Wilson is widely recognized for his expertise in molecular genetics and large-scale DNA sequencing analysis. He also is a professor of genetics and of molecular microbiology, as well as a research member of the Siteman Cancer Center, where he serves on the Senior Leadership Committee.
In 2011, both Miami University and the University of Oklahoma honored Wilson with distinguished alumnus awards. In 2013, Wilson was named the world’s most-cited researcher by Thompson Reuters’ ScienceWatch.
The late Alan and Edith Wolff have supported research at the School of Medicine for more than three decades, directing funds to studies of Alzheimer’s disease, heart transplant, sepsis, dermatology, cell biology and critical care medicine.
The couple owned Wolff Construction Co., a real estate development, investment and management company founded by Alan A. Wolff in the late 1940s. Edith L. Wolff became president of the company following her husband’s death in 1989 and led the company until her death in 2008.
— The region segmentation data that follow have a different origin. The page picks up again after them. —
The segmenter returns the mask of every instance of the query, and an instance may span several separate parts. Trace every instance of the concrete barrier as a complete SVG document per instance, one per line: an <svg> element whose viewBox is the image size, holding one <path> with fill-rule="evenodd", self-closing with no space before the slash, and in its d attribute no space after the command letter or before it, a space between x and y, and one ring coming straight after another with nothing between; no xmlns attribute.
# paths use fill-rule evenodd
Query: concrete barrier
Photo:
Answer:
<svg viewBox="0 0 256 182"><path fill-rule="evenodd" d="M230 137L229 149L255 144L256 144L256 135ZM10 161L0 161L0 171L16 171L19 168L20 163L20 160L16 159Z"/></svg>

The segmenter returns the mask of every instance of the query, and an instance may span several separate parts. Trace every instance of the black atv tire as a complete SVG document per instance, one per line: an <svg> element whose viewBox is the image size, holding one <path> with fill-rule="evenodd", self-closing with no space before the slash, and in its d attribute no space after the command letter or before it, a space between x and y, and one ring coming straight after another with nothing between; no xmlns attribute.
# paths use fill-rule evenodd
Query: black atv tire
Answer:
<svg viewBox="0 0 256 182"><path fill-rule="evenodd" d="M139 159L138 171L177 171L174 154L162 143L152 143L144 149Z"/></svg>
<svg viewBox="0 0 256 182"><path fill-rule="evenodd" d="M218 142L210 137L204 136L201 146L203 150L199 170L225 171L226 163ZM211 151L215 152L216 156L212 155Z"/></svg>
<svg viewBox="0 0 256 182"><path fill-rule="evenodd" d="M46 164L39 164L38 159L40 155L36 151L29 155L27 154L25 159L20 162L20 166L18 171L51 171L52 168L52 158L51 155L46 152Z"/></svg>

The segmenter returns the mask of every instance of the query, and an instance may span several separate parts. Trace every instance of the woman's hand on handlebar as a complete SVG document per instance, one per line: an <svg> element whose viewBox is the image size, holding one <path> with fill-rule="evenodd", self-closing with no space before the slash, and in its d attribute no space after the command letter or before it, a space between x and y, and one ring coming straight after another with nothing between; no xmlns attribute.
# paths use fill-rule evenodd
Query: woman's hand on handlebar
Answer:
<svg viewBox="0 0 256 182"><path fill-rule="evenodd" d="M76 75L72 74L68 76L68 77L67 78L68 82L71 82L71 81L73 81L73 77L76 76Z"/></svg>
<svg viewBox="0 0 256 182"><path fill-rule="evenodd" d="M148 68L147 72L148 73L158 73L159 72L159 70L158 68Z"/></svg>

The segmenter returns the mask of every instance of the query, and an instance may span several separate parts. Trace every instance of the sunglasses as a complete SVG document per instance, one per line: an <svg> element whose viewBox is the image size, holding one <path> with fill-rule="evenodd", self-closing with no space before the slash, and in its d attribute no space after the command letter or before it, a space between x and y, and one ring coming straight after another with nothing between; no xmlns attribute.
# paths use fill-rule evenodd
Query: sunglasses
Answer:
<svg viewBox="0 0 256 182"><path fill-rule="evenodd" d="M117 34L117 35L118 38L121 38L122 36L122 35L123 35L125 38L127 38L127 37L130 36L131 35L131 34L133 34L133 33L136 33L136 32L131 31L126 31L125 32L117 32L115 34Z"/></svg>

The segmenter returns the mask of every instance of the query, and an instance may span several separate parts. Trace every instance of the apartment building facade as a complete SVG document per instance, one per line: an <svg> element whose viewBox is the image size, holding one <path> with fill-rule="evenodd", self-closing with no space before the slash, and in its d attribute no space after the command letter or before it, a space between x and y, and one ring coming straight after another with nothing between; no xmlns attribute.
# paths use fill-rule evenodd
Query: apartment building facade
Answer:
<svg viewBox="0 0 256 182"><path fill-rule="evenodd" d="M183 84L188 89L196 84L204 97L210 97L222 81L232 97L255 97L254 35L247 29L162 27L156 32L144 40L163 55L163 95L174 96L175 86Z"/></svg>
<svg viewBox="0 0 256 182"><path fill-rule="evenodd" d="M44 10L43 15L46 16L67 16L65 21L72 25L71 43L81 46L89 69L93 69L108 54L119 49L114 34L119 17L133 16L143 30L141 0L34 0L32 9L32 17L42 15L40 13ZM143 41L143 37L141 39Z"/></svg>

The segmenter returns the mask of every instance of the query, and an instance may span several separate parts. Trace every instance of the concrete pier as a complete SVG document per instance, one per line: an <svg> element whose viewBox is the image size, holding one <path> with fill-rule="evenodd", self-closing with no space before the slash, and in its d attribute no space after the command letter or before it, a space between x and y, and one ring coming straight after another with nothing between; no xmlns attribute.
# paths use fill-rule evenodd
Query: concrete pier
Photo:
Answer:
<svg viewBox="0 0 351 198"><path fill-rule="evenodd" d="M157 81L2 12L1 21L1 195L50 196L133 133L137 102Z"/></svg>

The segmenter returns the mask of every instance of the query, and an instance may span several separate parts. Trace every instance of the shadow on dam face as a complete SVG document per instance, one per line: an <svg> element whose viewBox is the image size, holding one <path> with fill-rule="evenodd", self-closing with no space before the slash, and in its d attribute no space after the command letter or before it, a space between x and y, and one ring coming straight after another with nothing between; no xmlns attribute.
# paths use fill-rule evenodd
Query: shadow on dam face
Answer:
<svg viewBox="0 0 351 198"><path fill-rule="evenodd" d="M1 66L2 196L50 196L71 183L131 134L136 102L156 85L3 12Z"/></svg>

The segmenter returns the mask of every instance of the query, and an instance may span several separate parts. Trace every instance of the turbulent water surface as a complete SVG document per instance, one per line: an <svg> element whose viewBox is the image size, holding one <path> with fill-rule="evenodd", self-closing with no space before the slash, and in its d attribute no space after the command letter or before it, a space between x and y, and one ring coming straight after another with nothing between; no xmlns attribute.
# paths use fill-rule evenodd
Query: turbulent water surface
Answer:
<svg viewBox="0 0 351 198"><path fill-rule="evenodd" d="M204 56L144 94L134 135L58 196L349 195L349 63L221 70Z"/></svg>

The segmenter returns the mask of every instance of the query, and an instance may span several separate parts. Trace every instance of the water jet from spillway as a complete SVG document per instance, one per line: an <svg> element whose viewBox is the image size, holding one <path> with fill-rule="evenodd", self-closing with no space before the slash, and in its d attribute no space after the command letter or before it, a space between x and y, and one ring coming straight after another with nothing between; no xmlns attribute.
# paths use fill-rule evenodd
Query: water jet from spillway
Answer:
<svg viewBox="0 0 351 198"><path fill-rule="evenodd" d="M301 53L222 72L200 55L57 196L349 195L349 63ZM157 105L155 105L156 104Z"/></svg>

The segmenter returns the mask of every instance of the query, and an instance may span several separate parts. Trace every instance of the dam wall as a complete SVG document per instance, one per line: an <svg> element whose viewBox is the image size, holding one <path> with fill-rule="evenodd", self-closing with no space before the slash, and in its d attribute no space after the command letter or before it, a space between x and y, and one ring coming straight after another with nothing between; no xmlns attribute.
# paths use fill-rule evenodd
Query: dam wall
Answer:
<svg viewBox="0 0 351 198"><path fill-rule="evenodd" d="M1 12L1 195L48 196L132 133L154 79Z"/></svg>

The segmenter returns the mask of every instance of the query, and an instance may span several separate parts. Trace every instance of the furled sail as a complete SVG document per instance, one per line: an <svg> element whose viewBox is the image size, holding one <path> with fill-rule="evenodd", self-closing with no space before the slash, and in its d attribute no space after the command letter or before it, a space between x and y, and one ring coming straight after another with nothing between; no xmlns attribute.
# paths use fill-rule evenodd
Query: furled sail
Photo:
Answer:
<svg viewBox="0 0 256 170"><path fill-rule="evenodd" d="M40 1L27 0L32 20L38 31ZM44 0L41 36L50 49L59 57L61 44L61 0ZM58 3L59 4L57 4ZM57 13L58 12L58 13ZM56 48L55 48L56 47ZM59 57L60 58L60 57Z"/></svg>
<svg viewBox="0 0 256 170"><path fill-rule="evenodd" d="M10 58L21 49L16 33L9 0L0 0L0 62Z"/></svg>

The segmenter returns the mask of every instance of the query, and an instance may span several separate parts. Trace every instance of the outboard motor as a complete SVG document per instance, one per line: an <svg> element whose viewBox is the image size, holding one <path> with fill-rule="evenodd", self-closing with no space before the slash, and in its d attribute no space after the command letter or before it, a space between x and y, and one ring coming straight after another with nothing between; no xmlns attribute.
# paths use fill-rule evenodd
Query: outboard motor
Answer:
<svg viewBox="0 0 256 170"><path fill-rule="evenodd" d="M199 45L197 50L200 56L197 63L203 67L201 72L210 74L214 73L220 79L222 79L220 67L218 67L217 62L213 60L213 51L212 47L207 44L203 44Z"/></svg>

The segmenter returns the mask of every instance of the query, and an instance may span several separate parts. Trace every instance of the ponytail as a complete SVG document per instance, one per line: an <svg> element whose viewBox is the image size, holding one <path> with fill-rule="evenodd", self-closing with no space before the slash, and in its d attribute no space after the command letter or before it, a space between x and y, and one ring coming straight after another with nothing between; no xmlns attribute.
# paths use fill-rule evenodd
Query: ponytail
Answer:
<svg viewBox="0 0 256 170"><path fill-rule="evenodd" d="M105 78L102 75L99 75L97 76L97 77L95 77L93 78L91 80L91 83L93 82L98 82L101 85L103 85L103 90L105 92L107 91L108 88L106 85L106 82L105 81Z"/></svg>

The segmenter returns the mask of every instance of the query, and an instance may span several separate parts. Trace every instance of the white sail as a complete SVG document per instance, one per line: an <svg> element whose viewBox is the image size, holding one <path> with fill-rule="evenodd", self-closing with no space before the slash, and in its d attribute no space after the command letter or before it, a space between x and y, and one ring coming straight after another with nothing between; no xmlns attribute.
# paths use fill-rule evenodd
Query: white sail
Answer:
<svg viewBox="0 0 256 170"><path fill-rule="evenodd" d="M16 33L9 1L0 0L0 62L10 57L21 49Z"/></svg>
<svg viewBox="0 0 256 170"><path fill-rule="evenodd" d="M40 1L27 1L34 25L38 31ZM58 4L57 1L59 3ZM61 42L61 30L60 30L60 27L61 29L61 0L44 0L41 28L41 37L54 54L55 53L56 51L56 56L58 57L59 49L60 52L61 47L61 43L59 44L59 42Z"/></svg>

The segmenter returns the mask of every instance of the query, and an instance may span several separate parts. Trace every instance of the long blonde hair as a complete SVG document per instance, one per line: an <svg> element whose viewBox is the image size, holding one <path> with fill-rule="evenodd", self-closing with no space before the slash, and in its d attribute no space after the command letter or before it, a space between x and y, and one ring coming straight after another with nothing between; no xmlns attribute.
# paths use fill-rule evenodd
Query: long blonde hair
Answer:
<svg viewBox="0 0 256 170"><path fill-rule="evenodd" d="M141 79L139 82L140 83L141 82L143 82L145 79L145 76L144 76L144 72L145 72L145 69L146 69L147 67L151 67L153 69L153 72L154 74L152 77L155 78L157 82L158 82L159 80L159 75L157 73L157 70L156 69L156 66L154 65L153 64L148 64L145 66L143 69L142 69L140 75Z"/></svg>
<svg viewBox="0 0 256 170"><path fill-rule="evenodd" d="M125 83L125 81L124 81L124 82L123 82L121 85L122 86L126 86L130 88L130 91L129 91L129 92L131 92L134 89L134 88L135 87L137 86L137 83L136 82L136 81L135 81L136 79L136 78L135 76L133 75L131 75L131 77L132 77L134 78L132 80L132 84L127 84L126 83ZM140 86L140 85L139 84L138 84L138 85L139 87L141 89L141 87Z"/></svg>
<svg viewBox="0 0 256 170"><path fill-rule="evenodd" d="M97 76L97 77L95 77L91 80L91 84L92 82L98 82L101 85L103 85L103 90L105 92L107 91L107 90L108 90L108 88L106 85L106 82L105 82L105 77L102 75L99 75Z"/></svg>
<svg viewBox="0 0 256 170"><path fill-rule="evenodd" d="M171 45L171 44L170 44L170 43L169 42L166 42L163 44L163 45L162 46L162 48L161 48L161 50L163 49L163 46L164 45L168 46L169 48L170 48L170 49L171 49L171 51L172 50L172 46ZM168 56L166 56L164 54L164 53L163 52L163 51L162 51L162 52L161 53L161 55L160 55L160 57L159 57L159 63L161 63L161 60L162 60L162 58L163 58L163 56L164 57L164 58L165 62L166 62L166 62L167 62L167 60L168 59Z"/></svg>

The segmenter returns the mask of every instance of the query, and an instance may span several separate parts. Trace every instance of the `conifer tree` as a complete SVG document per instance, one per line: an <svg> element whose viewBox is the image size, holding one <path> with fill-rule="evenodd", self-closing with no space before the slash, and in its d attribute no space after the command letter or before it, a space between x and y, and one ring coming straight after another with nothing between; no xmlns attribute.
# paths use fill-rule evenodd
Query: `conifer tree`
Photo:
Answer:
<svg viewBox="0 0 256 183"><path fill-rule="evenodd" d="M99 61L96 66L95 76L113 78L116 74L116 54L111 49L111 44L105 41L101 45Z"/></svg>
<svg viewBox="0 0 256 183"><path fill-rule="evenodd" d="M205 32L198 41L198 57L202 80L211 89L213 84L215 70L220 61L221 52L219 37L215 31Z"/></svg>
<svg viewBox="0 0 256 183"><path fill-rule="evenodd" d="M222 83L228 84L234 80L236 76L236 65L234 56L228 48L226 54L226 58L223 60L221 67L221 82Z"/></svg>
The Wolff philanthropic legacy at the School of Medicine also has provided for 18 endowed professorships for faculty, the Edith L. Wolff Scholarship-Loan fund for medical students and the Alan A. and Edith L. Wolff Institute, which focuses on advancing promising biomedical research through collaborations of researchers from different disciplines.
Washington University School of Medicine’s 2,100 employed and volunteer faculty physicians also are the medical staff of Barnes-Jewish and St. Louis Children’s hospitals. The School of Medicine is one of the leading medical research, teaching and patient-care institutions in the nation, currently ranked sixth in the nation by U.S. News & World Report. Through its affiliations with Barnes-Jewish and St. Louis Children’s hospitals, the School of Medicine is linked to BJC HealthCare.